18.4  (a)  Each government accepting or acceding to the MTO shall take all 
           necessary steps, of a general or particular character, to ensure, 
           not later than the date of entry into force of the Agreement 
           Establishing the MTO for it, the conformity of its laws, 
           regulations and administrative procedures with the provisions of 
           this Agreement as they may apply for the Member in question.

      (b)  Each Member shall inform the Committee of any changes in its laws 
           and regulations relevant to this Agreement and in the 
           administration of such laws and regulations.

18.5  The Committee shall review annually the implementation and operation 
of this Agreement taking into account the objectives thereof.  The Committee 
shall annually inform the Council for Trade in Goods of developments during 
the period covered by such reviews.

18.6  The Annexes to this Agreement constitute an integral part thereof.


                                 ANNEX I

           Procedures for On-The-Spot Investigations Pursuant
                       to paragraph 7 of Article 6


1.    Upon initiation of an investigation, the authorities of the exporting 
      country and the firms known to be concerned should be informed of the 
      intention to carry out on-the-spot investigations.

2.    If in exceptional circumstances it is intended to include 
      non-governmental experts in the investigating team, the firms and the 
      authorities of the exporting country should be so informed.  Such 
      non-governmental experts should be subject to effective sanctions for 
      breach of confidentiality requirements.

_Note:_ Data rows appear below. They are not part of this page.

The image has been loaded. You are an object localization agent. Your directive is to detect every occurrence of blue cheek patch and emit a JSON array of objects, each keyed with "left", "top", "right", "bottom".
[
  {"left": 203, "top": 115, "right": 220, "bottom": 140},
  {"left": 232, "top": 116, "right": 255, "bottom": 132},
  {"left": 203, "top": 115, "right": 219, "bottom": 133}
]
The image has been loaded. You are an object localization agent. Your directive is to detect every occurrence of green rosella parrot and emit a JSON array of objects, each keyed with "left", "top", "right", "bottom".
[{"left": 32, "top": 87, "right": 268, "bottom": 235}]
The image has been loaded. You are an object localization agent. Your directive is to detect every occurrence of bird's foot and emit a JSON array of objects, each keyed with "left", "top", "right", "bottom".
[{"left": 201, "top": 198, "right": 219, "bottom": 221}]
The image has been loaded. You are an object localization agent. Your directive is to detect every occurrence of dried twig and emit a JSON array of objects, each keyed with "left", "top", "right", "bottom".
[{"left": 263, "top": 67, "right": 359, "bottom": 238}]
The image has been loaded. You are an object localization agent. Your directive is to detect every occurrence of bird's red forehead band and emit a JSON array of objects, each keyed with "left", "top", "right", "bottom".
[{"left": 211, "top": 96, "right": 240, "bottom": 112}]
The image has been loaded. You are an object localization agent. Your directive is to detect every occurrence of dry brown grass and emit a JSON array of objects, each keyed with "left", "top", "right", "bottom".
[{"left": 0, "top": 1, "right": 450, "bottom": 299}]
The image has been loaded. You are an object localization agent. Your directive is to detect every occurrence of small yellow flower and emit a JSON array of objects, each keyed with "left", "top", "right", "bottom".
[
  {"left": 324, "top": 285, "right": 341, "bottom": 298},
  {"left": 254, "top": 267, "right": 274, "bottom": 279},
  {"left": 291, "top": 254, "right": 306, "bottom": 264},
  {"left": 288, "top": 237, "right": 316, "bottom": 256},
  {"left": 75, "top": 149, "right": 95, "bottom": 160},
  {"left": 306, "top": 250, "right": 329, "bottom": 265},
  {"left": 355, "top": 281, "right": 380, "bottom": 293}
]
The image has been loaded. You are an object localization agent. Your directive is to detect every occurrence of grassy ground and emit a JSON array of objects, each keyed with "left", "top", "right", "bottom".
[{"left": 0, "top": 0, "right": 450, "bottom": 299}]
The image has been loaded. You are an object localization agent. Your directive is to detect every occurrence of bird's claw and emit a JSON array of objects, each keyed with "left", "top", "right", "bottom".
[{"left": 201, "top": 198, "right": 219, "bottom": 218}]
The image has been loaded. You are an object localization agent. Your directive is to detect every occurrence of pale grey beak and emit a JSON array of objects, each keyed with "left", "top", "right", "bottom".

3.    It should be standard practice to obtain explicit agreement of the 
      firms concerned in the exporting country before the visit is finally 
      scheduled.

4.    As soon as the agreement of the firms concerned has been obtained the 
      investigating authorities should notify the authorities of the 
      exporting country of the names and addresses of the firms to be 
      visited and the dates agreed.

5.    Sufficient advance notice should be given to the firms in question 
      before the visit is made.

6.    Visits to explain the questionnaire should only be made at the request 
      of an exporting firm.  Such a visit may only be made if the 
      authorities of the importing country notify the representatives of the 
      government of the country in question and unless the latter do not 
      object to the visit.

7.    As the main purpose of the on-the-spot investigation is to verify 
      information provided or to obtain further details, it should be 
      carried out after the response to the questionnaire has been received 
      unless the firm agrees to the contrary and the government of the 
      exporting country is informed by the investigating authorities of the 
      anticipated visit and does not object to it;  further, it should be 
      standard practice prior to the visit to advise the firms concerned f 
      the general nature of the information to be verified and of any 
      further information which needs to be provided, though this should not 
      preclude requests to be made on the spot for further details to be 
      provided in the light of information obtained.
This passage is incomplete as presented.